Bowel washouts are continued while waiting for the results of the rectal suction biopsy. They will be continued if HD is confirmed until the major operation for HD is performed.
Is there any treatment while awaiting corrective surgery?
Your baby may need to remain in hospital while having bowel washouts and waiting for surgery. Sometimes your baby may go home and return to hospital daily for the washouts, or community nurses may do the washouts at home. During this time your baby should be able to feed normally.
While awaiting surgery your baby remains at risk of developing enterocolitis.
What is enterocolitis?
Enterocolitis is an infection of the large bowel and is a potentially very serious complication of HD. It is treated with antibiotics (given through a drip into a vein) and regular bowel washouts. Some babies who develop enterocolitis need to have a stoma formed.
What are the symptoms of enterocolitis?
Distended abdomen (tummy)
Reluctance to feed
Vomiting - this may be green in colour
Explosive / offensive watery stools
A high temperature
Dehydration (baby is pale and floppy)
We can provide you with a laminated medical alert card if you wish.
Enterocolitis can occur both before and after surgery but the risk after surgery is much less.
If you are at all concerned about your baby please seek medical advice urgently.
This operation is called a 'Pull through' and is usually performed at a few weeks/months of age.
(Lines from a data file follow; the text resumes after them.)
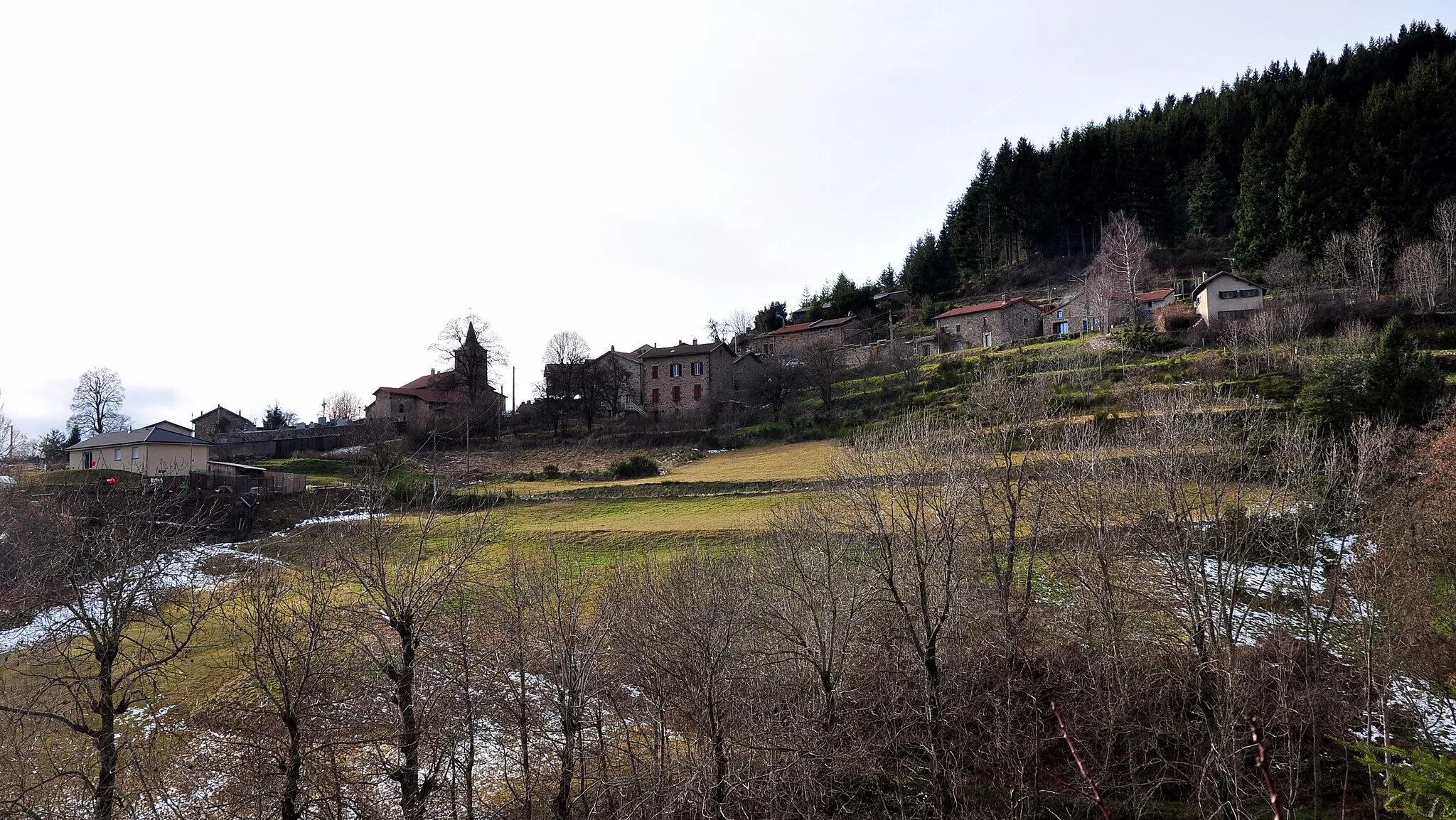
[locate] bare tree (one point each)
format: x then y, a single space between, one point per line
823 369
1443 225
1421 274
408 574
1123 258
112 621
687 631
1368 249
1337 261
287 659
344 406
565 357
97 402
909 490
It involves taking out the part of the bowel affected by HD and connecting the healthy bowel to the anus. Sometimes this can be done using a laparoscopic approach (keyhole surgery). Your baby will be in hospital for 5-7 days after the operation.
What are the long term effects of Hirschsprung's disease?
Many babies with HD suffer with long term problems such as diarrhoea, constipation, soiling and abdominal pain and you may find that your child takes longer to toilet train. Sometimes medicines are needed to help with these problems.
Following discharge from hospital, your baby will be seen in the outpatients department by members of the surgical team, where help and advice will be available to you. It is usually possible for this follow up to take place in your local hospital. Follow up appointments will usually occur on a regular basis for some years.
Parent to parent link
Many parents who have experienced this same condition with their baby have indicated that they would be willing to speak with other parents. If you would like to speak with another family please contact us.
University Hospital Southampton NHS Foundation Trust produce guidelines as an aid to good clinical practice. They represent recognised methods and techniques of clinical practice, based on published evidence. The ultimate judgement regarding a particular clinical procedure or treatment must be made by the clinician in the light of the clinical data presented by the patient and the diagnostic or treatment options available. The guidelines issued are not intended to be prescriptive directions defining a single course of management and departure from the local guidelines should be fully documented in the patient's case notes at the time the relevant decision is taken.